/optformer

Primary LanguageJupyter NotebookApache License 2.0Apache-2.0

OptFormer: Transformer-based framework for Hyperparameter Optimization

This is the code used for the paper Towards Learning Universal Hyperparameter Optimizers with Transformers (NeurIPS 2022).

Installation

All base dependencies can be installed from requirements.txt. Afterwards, T5X must be manually installed.

Usage

Pre-trained OptFormer as a Policy (Example Notebook)

To use our OptFormer pre-trained individually on public BBOB and HPO-B benchmarks, follow the steps:

  1. (Optional) Download the model checkpoint from gs://gresearch/optformer/model_checkpoints for faster loading.
  2. Load the model checkpoint into the InferenceModel, as shown in policies_test.py.
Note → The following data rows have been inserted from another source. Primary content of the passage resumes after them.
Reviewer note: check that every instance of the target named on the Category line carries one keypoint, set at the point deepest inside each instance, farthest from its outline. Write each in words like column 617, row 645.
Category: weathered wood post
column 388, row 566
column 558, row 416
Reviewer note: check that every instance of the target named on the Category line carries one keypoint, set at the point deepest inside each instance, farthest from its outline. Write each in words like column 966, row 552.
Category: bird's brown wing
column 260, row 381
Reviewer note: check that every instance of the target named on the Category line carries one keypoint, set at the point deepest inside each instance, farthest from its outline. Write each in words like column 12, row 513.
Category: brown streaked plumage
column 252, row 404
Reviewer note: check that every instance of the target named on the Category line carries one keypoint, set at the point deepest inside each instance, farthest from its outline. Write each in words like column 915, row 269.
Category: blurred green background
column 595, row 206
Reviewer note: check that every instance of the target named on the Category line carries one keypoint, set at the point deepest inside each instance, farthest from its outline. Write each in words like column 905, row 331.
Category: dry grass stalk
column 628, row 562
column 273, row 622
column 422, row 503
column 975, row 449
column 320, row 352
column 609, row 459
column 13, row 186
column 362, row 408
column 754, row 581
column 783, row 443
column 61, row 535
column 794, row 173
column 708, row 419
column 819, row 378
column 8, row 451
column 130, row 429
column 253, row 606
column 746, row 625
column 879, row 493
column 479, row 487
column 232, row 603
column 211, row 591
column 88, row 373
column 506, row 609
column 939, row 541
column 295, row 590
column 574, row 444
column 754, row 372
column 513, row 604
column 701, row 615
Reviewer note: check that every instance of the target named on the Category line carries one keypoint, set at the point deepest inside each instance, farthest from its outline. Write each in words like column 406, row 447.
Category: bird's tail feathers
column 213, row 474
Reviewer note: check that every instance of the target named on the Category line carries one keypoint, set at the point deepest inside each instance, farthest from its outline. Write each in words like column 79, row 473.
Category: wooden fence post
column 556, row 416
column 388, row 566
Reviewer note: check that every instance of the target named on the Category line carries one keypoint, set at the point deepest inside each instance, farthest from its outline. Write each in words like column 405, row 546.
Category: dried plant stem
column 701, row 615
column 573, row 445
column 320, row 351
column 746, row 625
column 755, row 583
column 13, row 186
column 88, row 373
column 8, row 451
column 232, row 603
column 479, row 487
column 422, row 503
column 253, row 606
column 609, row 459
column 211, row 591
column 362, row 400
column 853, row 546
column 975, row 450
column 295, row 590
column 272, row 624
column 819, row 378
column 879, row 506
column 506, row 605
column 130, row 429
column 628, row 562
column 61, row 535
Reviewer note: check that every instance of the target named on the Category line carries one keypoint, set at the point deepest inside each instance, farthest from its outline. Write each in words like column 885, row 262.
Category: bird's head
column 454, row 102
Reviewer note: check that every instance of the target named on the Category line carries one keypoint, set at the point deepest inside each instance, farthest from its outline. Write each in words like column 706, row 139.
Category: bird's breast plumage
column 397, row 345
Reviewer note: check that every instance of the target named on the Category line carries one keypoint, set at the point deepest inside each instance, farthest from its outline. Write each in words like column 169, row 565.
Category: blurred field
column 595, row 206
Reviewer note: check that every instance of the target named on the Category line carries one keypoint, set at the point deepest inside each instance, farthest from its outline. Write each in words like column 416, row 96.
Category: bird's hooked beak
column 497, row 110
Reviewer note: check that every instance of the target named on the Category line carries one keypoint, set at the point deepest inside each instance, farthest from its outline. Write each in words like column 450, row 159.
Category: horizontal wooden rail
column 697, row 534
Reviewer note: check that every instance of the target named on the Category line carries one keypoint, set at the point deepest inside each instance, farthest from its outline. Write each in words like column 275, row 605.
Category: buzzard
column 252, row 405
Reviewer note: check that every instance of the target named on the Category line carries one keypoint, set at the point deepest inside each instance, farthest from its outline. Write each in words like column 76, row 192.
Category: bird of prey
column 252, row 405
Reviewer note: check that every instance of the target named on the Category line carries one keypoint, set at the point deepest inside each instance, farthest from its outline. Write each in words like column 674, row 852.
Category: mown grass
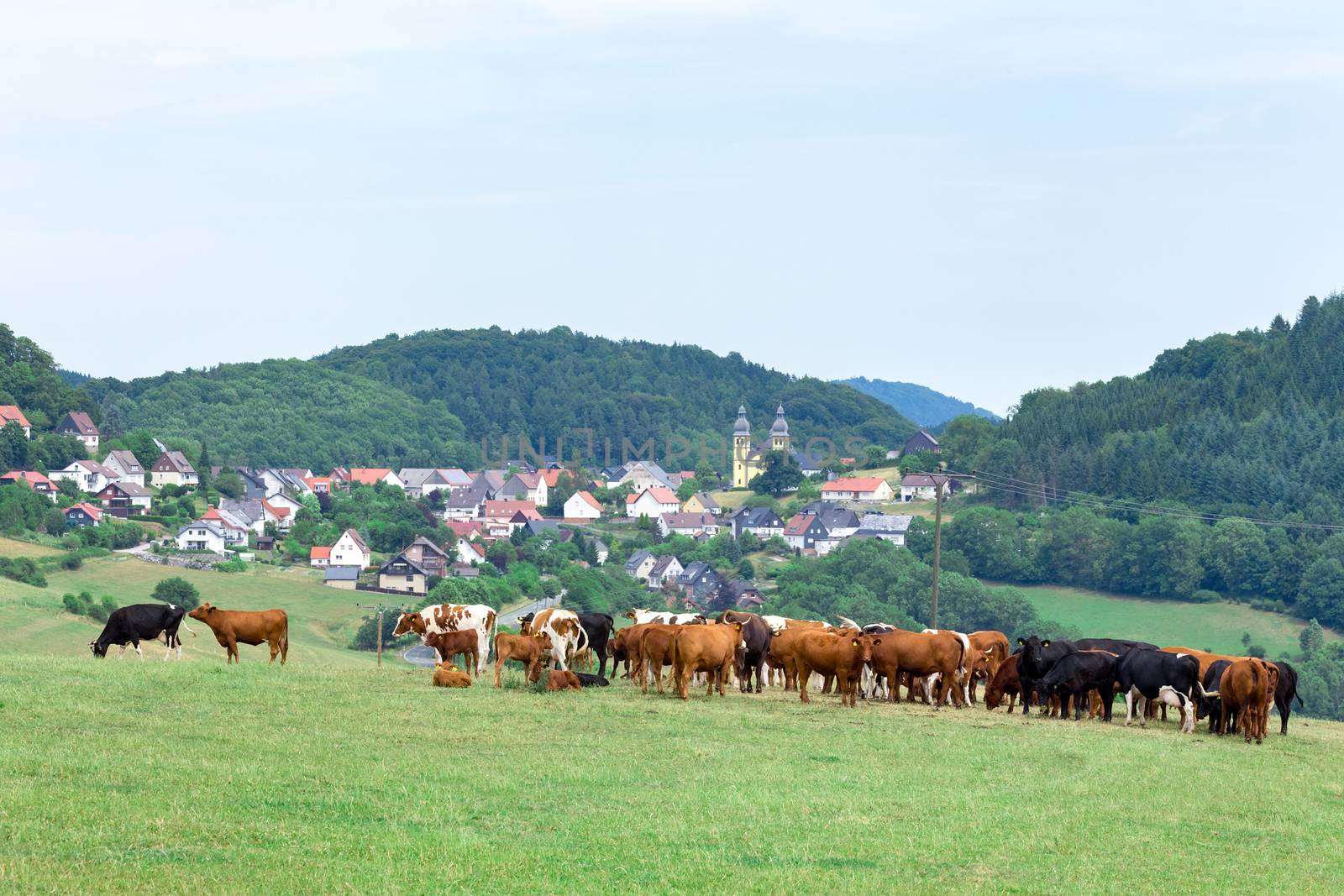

The InferenceModel will then be wrapped into the OptFormerDesigner, which follows the same API as a OSS Vizier standard Designer.

Training the OptFormer

To train an OptFormer model, the data will need to consist of a large collection of studies. This data may come from two sources:

  1. Our generated dataset, in the form of a Tensorflow Dataset (TFDS), which can be found in [TODO]. Training using this data converged to the model checkpoint found above.
  2. Custom user-generated studies, which can be done using OSS Vizier's benchmarking pipeline.

Paper Results

Numerical results used in the paper (for e.g. plotting and comparisons) can be found in the results folder.

Citation

If you found this codebase useful, please consider citing our paper. Thanks!

@inproceedings{optformer,
  author    = {Yutian Chen and
               Xingyou Song and
               Chansoo Lee and
               Zi Wang and
               Qiuyi Zhang and
               David Dohan and
               Kazuya Kawakami and
               Greg Kochanski and
               Arnaud Doucet and
               Marc'Aurelio Ranzato and
               Sagi Perel and
               Nando de Freitas},
  title     = {Towards Learning Universal Hyperparameter Optimizers with Transformers},
  booktitle = {Neural Information Processing Systems (NeurIPS) 2022},
  year      = {2022}
}

Disclaimer: This is not an officially supported Google product.